O espanto e perplexidade provocados pelo fenômeno mediúnico na mente sensível e disciplinada de Allan Kardec, exigindo interpretação racional, deram nascimento à filosofia espírita, cuja identidade o filósofo J. Herculano Pires busca demonstrar na introdução de sua tradução de O Livro dos Espíritos, através de lúcidas considerações, algumas das quais, de maneira livre, apresentamos a seguir.
Quando do surgimento do Espiritismo, escreve H. Pires, a dicotomia mítico-teológica que nos apresentava o mundo dividido entre o natural e o sobrenatural, foi dialeticamente superada. O sobrenatural, afirma o Espiritismo, é apenas o natural não conhecido, não explicado e as leis de Deus não são somente as leis morais mas também as leis físicas, e aquelas não são mais do que a sequência evolutiva destas, uma vez que tudo se encadeia no universo.
O “Livro dos Espíritos” não é apenas a pedra fundamental, o marco inicial da nova codificação, mas também seu próprio delineamento, seu núcleo central e ao mesmo tempo o arcabouço geral da doutrina.
Observa-nos que O Livro dos Espíritos começa pela metafísica, passando depois à cosmologia, à psicologia, aos problemas propriamente espíritas da origem e da natureza do espírito e suas ligações com o corpo, bem como os da vida após a morte, para chegar, com as leis morais, à sociologia e à ética, e concluir, no livro IV, com as considerações de ordem teológicas sobre as penas e gozos futuros e a intervenção de Deus na vida humana. Todo um vasto sistema, sem exigências opressoras, numa estrutura livre e dinâmica.
As demais obras de Kardec partem do seu conteúdo, refletindo sua extraordinária unidade.
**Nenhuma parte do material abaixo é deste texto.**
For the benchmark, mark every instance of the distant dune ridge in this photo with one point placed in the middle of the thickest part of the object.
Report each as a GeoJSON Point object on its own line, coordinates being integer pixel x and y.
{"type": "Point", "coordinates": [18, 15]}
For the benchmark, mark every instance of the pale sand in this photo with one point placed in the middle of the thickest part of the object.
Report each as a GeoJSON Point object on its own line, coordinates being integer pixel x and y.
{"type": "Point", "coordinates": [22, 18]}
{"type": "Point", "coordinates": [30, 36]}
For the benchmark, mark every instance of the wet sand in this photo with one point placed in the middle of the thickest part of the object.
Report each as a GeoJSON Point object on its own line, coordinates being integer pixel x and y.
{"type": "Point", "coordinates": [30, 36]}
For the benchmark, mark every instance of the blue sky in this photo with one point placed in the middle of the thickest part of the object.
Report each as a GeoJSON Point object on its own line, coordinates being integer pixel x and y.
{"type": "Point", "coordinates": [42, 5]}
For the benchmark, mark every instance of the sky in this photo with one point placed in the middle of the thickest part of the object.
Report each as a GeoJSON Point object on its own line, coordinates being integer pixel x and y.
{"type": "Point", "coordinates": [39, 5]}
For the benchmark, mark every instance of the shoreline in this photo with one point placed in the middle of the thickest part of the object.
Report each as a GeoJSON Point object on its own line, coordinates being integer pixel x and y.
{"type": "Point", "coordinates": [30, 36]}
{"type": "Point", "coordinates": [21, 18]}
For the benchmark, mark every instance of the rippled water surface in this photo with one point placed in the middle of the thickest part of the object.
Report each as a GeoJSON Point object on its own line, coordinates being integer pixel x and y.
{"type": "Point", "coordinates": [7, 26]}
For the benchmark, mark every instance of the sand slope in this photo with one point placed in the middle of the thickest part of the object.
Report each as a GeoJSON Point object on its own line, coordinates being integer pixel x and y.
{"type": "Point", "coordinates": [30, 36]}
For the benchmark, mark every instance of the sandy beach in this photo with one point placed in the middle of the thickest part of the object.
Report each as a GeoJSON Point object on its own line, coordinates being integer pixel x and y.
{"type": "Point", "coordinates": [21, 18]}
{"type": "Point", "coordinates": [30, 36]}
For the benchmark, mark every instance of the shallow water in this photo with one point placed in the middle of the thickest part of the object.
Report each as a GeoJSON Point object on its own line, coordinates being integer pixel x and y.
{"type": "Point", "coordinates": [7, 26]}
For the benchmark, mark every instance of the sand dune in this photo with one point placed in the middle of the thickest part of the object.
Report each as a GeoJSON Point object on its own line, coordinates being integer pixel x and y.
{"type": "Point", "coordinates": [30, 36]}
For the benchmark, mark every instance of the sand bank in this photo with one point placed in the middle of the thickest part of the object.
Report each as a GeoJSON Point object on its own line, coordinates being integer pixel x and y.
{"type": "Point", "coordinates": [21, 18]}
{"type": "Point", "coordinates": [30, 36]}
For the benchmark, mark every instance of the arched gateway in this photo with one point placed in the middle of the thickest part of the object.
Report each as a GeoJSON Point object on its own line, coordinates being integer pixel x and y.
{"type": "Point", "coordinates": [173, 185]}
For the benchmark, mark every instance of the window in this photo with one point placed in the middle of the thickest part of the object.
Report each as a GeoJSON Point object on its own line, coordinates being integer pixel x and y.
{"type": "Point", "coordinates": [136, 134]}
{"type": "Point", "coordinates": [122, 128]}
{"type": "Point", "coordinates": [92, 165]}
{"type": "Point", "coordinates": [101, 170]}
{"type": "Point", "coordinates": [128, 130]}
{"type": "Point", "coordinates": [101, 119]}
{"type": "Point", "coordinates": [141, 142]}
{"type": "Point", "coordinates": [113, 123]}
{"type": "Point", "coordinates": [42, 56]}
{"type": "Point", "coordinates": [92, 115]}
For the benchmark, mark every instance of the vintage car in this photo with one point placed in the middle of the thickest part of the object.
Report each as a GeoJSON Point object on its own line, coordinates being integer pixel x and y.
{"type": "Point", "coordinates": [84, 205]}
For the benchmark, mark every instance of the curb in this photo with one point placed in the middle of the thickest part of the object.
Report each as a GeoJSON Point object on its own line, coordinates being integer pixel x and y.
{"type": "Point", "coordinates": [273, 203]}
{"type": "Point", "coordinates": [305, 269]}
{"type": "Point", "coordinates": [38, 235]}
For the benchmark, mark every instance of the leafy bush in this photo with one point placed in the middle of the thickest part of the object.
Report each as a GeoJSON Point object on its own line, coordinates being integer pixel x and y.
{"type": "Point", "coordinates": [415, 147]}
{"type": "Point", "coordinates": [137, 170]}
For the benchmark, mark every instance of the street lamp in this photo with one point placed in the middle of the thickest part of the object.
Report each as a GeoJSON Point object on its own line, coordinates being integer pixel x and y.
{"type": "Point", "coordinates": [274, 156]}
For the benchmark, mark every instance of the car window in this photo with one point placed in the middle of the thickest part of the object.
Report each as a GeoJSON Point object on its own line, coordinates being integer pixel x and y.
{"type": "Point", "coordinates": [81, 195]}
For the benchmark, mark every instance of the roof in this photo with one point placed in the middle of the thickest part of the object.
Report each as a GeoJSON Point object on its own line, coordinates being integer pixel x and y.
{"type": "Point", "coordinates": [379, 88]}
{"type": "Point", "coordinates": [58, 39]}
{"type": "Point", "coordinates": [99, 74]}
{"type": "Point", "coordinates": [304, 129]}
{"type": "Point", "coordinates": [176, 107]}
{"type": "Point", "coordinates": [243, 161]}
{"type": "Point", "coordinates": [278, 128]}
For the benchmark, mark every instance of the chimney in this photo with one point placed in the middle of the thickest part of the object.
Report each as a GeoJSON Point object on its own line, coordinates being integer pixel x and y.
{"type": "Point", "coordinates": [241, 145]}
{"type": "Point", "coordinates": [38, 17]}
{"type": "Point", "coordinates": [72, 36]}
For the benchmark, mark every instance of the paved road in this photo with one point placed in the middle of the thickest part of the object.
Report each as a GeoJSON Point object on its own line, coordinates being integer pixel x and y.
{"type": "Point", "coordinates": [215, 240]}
O Livro dos Espíritos é o arcabouço filosófico do Espiritismo. É o seu tratado filosófico. Ainda que não tenha sido elaborado em linguagem técnica e nem observe as minúcias da exposição filosófica, revela todo um complexo e amplo sistema de filosofia. O Livro dos Espíritos revela-nos não um filósofo, mas um educador e pedagogo que era Kardec. Daí prevalecer a didática e não a filosofia, na elaboração do livro, destacando-se aí a utilização de um método clássico da tradição filosófica, o diálogo.
Com razão Kardec afirma no cap. VI da conclusão deste livro: “Sua força está na sua filosofia, no apelo que faz à razão e ao bom senso”.
Este é o processo dialético do Espiritismo, que em vez de dar ênfase à contradição em si, à luta dos opostos, prefere dá-la à harmonia, à fusão dos contrários, para uma nova criação.
Assim, a concepção espírita ou a cosmovisão espírita não é dogmático-fideista, mas crítico-fideista, isto é, fé raciocinada.
O Livro dos Espíritos é o primeiro compêndio de uma nova escola filosófica. Sua tese fundamental é a evolução, e a natureza desta é dialética, conclui Herculano Pires.
Já o extraordinário Manuel S. Porteiro (1881/1936) em seu livro Espiritismo Dialético, afirma que o Espiritismo é ciência filosófica e, ao mesmo tempo filosofia científica. Ciência filosófica, porque deduz conclusões dos fatos que observa. Filosofia científica, porque se apoia nos fatos da psicologia, da metapsíquica e da ciência em geral. É também ciência integral e progressiva porque, se referindo ao espírito humano, à sua evolução, ao seu destino, às suas relações com a humanidade e com o universo, integra todos os conhecimentos. Sua filosofia é eminentemente dialética; sua concepção da vida, dinâmica e seu conceito de história, genético.
Sir Oliver Lodge, o grande físico inglês, destacando a natureza revolucionária do pensamento espírita, considerou o Espiritismo, no seu livro “A imortalidade pessoal”, como “uma nova revolução copérnica”.
A natureza sintética, revolucionária e livre pensadora da filosofia espírita é evidente. Essa concepção inovadora afeta drasticamente a forma pela qual o homem e o mundo são percebidos e tem óbvias implicações morais, já que sugere, racionalmente, um comportamento pessoal, familiar e social orientado para a construção de uma sociedade mais justa, igualitária e fraterna.